Une application qui fonctionne mais que personne n’ose modifier n’est pas un actif : c’est une dette dont les intérêts se paient en délais. Chaque évolution demandée reçoit la même réponse — « c’est compliqué » — et le coût annoncé finit par dépasser celui d’un développement neuf.
La question posée est presque toujours la même : faut-il tout refaire ?
Ce qu’il faut mesurer avant de décider
Décider sans inventaire, c’est parier. Nous commençons donc par trois relevés.
Le code. Volume, dépendances et leur état de maintenance, version du langage, présence de tests, couplage entre les parties. Une application de 40 000 lignes sans test n’est pas comparable à une application de 200 000 lignes couverte à 60 %.
Les données. Souvent le vrai sujet. Un schéma sans contraintes d’intégrité, avec des colonnes qui contiennent trois formats différents selon l’année, coûte plus cher à reprendre que le code lui-même.
Les usages réels. Les journaux du serveur disent quelles fonctionnalités sont utilisées, par combien de personnes et à quelle fréquence. Il est fréquent d’y découvrir qu’un tiers des écrans n’a pas servi depuis deux ans. Ce tiers-là n’a pas à être migré, et cette découverte change souvent la décision à elle seule. C’est le premier livrable de notre audit technique.
Les trois voies
Stabiliser sans changer de socle
Mise à jour du langage et des dépendances, ajout de tests sur les parcours critiques, correction des failles connues. On ne touche pas à l’architecture.

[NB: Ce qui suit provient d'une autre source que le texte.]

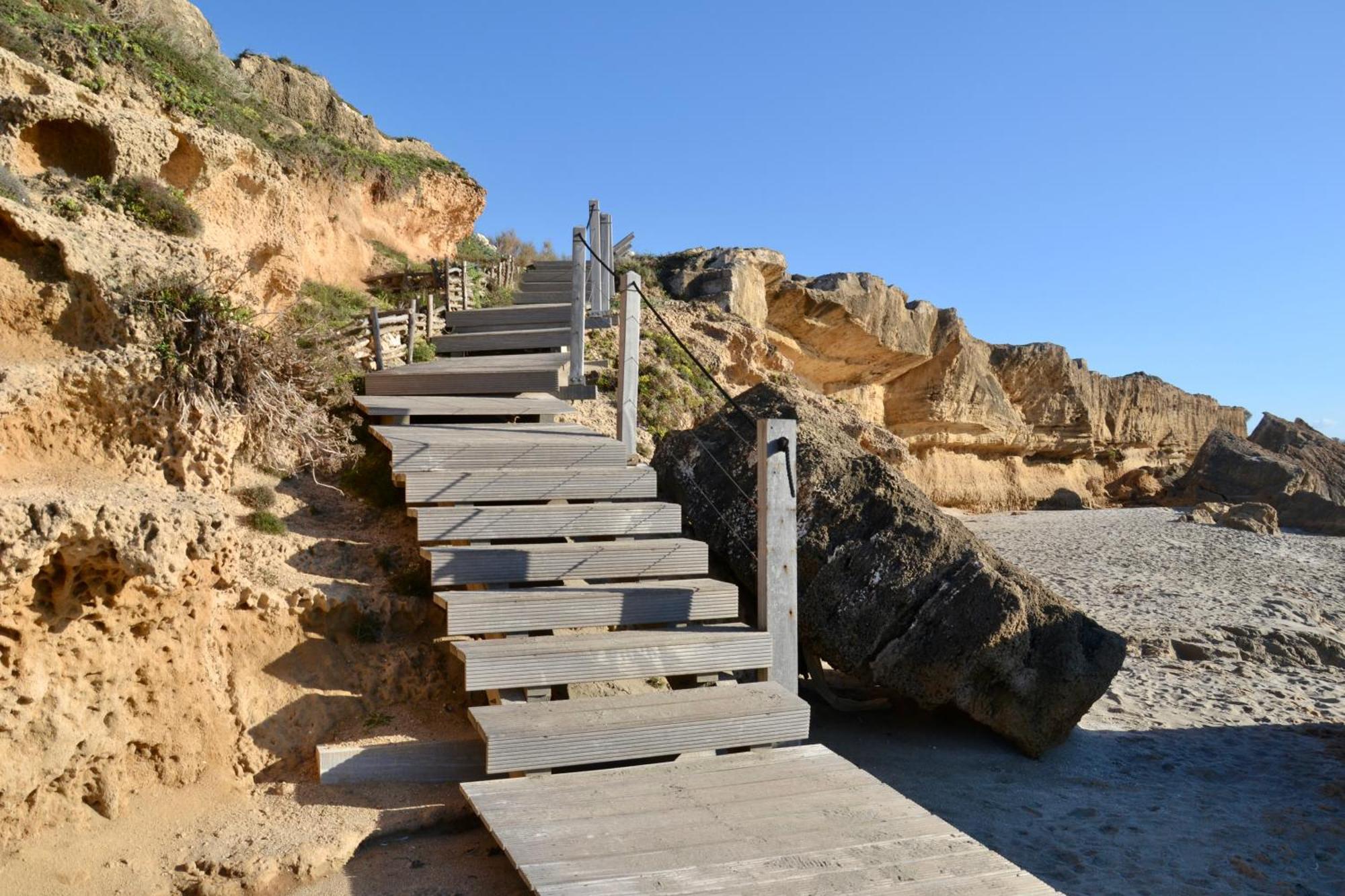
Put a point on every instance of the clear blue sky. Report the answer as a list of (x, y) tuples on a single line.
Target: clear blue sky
[(1157, 186)]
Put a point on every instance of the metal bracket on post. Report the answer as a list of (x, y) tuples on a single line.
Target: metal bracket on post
[(605, 247), (778, 548), (629, 362)]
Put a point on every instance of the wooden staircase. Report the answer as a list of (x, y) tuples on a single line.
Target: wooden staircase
[(556, 565), (535, 529)]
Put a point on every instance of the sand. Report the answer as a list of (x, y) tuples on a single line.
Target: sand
[(1223, 774)]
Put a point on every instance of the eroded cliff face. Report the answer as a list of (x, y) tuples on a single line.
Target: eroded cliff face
[(989, 427), (151, 641)]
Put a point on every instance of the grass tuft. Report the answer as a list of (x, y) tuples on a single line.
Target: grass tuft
[(267, 522)]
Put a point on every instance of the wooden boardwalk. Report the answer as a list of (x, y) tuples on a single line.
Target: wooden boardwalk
[(556, 564)]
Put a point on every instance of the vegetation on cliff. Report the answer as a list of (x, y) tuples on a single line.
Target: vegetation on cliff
[(80, 41)]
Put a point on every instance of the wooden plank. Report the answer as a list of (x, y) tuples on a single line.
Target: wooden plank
[(547, 521), (504, 339), (778, 540), (556, 659), (559, 561), (796, 819), (535, 314), (477, 612), (531, 405), (416, 760), (424, 448), (478, 486), (602, 729)]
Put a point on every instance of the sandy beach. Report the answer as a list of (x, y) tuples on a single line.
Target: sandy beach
[(1223, 771)]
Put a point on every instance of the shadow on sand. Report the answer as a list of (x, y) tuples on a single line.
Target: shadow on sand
[(1257, 809)]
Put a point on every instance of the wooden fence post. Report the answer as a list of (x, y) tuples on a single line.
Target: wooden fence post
[(376, 338), (778, 548), (605, 245), (595, 231), (411, 333), (578, 313), (629, 362)]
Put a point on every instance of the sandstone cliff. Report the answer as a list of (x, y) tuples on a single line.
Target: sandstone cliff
[(150, 637), (989, 427)]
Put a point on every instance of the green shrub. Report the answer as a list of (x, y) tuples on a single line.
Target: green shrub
[(323, 307), (13, 188), (267, 522), (256, 497), (149, 204), (368, 628), (423, 350), (69, 208), (473, 249)]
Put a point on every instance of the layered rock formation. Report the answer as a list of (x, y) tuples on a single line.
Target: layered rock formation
[(988, 425), (891, 588)]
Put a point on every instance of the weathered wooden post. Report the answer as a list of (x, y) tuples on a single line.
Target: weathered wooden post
[(605, 245), (376, 337), (629, 361), (595, 231), (578, 313), (778, 548), (412, 326)]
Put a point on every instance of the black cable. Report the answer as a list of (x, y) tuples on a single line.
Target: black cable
[(681, 345)]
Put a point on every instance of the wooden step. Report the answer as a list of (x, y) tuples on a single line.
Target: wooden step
[(560, 659), (477, 486), (535, 314), (547, 521), (605, 729), (559, 561), (497, 446), (482, 612), (529, 405), (504, 339), (539, 298), (790, 821), (486, 374)]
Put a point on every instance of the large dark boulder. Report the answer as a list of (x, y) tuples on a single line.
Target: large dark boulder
[(891, 588), (1321, 456), (1297, 483)]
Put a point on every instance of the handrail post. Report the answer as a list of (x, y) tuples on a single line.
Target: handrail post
[(778, 548), (578, 313), (412, 326), (629, 362), (605, 245), (595, 229), (376, 337)]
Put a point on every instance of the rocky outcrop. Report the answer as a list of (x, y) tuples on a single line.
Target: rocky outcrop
[(1252, 517), (1321, 456), (988, 425), (891, 588), (1234, 470)]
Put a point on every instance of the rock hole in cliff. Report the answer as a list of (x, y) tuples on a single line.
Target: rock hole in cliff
[(76, 147), (73, 580), (185, 165)]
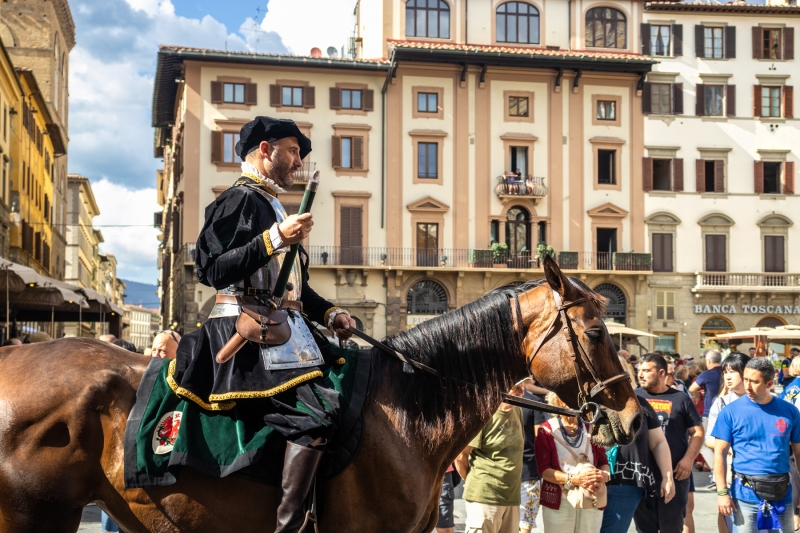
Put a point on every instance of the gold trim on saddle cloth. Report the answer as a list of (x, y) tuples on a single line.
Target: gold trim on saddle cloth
[(189, 395), (267, 393)]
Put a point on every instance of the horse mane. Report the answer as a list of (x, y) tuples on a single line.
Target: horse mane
[(478, 357)]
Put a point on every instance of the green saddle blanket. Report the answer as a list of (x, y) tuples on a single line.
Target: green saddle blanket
[(166, 432)]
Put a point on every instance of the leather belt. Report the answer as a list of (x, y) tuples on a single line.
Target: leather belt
[(231, 299)]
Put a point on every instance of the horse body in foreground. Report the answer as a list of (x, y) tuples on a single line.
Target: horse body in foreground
[(64, 405)]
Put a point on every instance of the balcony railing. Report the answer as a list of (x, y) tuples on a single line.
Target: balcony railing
[(467, 258), (732, 281), (509, 187)]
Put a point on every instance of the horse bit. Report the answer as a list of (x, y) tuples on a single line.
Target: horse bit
[(586, 408)]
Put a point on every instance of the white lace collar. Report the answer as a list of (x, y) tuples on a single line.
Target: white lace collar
[(248, 168)]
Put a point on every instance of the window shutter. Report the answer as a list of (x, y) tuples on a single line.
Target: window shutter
[(369, 100), (758, 177), (699, 40), (700, 100), (756, 100), (216, 92), (700, 175), (336, 98), (788, 101), (275, 95), (308, 97), (358, 152), (719, 175), (758, 50), (216, 147), (677, 99), (647, 173), (250, 94), (677, 40), (677, 175), (730, 42), (336, 147), (730, 100), (647, 98), (788, 43), (645, 32)]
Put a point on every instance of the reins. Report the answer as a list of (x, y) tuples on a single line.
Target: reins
[(589, 412)]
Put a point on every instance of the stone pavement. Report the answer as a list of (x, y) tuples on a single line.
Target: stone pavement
[(705, 511)]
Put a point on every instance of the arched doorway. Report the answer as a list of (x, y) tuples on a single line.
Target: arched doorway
[(617, 305), (713, 327), (782, 350), (425, 299)]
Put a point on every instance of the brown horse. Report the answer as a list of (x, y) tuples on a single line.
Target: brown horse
[(64, 404)]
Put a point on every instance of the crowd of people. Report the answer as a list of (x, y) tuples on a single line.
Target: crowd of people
[(735, 416)]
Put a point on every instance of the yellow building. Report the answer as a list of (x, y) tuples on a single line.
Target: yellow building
[(10, 98), (36, 142)]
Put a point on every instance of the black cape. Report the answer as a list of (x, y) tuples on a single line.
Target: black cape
[(231, 248)]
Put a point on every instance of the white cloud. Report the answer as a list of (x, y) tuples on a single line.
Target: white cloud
[(331, 24), (135, 244)]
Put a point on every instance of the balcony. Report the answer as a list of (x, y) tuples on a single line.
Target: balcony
[(511, 187), (463, 259), (752, 282)]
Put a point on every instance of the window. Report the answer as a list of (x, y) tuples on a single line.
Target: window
[(605, 28), (661, 98), (606, 170), (770, 101), (606, 110), (774, 260), (662, 174), (233, 93), (713, 43), (666, 342), (662, 252), (427, 160), (518, 106), (517, 22), (716, 253), (713, 100), (428, 102), (427, 244), (772, 177), (428, 18), (659, 40), (771, 44), (351, 99), (292, 96), (665, 305)]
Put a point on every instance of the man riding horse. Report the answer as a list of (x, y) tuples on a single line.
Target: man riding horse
[(240, 252)]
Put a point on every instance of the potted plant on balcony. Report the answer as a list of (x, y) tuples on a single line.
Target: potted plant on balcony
[(499, 255)]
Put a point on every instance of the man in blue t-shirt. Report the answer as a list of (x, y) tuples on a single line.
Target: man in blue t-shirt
[(760, 429)]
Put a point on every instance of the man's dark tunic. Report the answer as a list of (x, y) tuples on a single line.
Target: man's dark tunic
[(230, 249)]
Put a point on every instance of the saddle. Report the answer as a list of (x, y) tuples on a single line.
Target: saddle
[(258, 322)]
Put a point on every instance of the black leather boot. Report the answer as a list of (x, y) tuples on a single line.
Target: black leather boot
[(300, 464)]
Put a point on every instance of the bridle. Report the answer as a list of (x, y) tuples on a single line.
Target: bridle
[(588, 412), (575, 348)]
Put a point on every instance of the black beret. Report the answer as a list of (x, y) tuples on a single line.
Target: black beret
[(270, 129)]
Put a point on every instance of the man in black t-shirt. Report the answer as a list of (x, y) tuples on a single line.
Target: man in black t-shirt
[(531, 481), (683, 429)]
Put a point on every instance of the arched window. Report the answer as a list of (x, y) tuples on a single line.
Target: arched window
[(617, 305), (518, 230), (605, 28), (517, 22), (426, 298), (428, 18)]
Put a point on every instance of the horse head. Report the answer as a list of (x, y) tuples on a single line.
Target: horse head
[(550, 345)]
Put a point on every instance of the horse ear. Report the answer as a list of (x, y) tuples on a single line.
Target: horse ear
[(555, 278)]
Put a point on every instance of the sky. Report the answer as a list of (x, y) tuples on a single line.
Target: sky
[(112, 68)]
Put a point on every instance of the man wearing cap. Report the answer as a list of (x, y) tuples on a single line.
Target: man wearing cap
[(240, 251)]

C’est la voie la moins spectaculaire et la plus rentable quand l’application répond encore au besoin métier. Elle rend l’évolution possible sans engager de refonte.
Remplacer par morceaux
L’ancienne et la nouvelle application cohabitent derrière la même adresse. Un module à la fois est réécrit, et le routage bascule les URL correspondantes une fois le remplacement vérifié.
C’est la voie que nous recommandons le plus souvent pour une reprise d’application : chaque étape livre quelque chose d’utilisable, et chaque étape est réversible. Elle demande en contrepartie de faire fonctionner deux systèmes en parallèle, avec une authentification et des données partagées — c’est là que se situe la difficulté réelle.
Réécrire entièrement
Parfois inévitable : socle qui n’a plus de correctifs de sécurité, langage sans compétences disponibles sur le marché, modèle de données incompatible avec le besoin actuel.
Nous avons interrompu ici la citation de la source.